Una vez que recobró la conciencia, miró a su alrededor observando que se encontraba en el interior de una mansión. Su decoración y estilo eran victorianos, con todo tipo de lujos y detalles. Era todo extraño, sin color, apagado, gris, sin vida, igual que estar contemplando una película en blanco y negro. Intentó deslizarse y levitar y se dio cuenta de manera inesperada que no era etérea ni inmaterial. ¿Cómo era eso posible? ¿Llevaba solo unos segundos o años? No podía saberlo con exactitud, las leyes del tiempo y del espacio no parecían funcionar de igual manera en ese lugar.

Se preguntó dónde se hallaban sus compañeros y que sería de ellos. Decidió centrarse en lo que sucedía en ese momento.

Se movió por el salón, con una chimenea encendida donde el fuego apenas encendido despedía llamas sin colores, como todo lo demás.

Sintió como el aire chisporroteaba a su alrededor, un olor a electricidad y, de repente, una luz cegadora se formó de la nada creando una esfera que se movió hacía ella. Una voz resonó, pero no conseguía comprender lo que decía, se escuchaba lejana, igual que si estuviese a miles de kilómetros de distancia.

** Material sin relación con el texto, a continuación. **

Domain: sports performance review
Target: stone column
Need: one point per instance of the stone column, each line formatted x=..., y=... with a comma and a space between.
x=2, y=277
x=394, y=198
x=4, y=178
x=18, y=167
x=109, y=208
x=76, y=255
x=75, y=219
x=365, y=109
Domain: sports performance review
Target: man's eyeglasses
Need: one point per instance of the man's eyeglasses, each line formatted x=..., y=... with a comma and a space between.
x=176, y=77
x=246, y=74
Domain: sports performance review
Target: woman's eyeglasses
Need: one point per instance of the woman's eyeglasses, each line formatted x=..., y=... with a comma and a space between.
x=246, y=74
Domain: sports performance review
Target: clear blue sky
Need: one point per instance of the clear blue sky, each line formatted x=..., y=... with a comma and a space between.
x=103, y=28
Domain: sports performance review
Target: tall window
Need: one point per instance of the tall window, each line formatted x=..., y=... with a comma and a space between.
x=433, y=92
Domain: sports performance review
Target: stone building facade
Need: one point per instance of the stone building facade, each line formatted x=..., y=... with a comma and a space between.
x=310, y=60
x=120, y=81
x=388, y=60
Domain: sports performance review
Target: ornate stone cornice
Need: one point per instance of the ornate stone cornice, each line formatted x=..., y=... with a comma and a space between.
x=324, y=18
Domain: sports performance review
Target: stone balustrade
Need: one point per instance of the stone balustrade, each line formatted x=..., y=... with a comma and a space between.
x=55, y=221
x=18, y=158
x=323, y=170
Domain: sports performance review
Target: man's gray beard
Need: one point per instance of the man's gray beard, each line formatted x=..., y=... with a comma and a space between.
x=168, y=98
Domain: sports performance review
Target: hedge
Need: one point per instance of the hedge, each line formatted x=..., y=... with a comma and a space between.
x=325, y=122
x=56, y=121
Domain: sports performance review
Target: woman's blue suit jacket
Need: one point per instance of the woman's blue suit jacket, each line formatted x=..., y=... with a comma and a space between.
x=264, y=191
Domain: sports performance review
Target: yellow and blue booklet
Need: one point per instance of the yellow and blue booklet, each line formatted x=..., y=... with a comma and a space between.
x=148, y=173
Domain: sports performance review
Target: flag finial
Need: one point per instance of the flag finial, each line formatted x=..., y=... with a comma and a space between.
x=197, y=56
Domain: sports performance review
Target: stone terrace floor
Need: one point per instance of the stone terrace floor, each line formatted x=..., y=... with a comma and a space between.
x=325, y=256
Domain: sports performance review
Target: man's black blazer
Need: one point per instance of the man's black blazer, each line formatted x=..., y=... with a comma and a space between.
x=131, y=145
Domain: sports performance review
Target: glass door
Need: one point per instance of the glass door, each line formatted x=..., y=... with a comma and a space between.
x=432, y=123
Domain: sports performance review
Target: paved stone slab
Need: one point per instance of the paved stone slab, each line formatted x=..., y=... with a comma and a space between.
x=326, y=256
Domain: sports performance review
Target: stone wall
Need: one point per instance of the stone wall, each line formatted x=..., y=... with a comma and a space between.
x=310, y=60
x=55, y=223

Acercó la punta de sus dedos hacía la luz y súbitamente se desvaneció igual que si se hubiera extinguido. Había notado una sensación de familiaridad que no lograba discernir. ¿Qué sería ese fenómeno?

Pensó en salir y echar un vistazo completo al exterior. Hizo el gesto de atravesar el portón de madera y sintió una sensación extraña al comprobar de nuevo que podía tocarlo. No recordaba cómo era el tacto, el no poder ver a través de su mano translúcida y fantasmal. Todavía algo confusa, abrió la puerta no sin dificultad y al salir todo pareció volverse una auténtica pesadilla. La mansión era grande y sólida, una construcción antigua y robusta y a su alrededor, un panorama desolador. Era un mar interminable, compuesto de una especie de sustancia cristalina que lo cubría hasta donde llegaba la vista.

Los cristales crecían y se consumían continuamente, sin parar. No cabía duda de que era hermoso. Una sustancia cristalina y helada, cuyos fragmentos de cristal eran arrancados por una fuerza irresistible hacia un cielo que, a diferencia de todo lo demás, si tenía color. Un rojo sangre que impresionaba solo observándolo. Un vórtice imponente y descomunal presidía el cielo teñido de sangre igual que un ojo maligno que lo vigilase todo. A su alrededor todo se desgarraba y se destruía, sintió que tuvo que sujetarse por la fuerza de atracción que trataba de succionarla, mecida por ondas perturbadoras que eran casi irresistibles. Cerró la puerta tras de sí con un portazo y sintió desesperación. Sin sus amigos, sin sus habilidades espectrales, sola y abandonada, tuvo un escalofrío de miedo que la recorrió por completo.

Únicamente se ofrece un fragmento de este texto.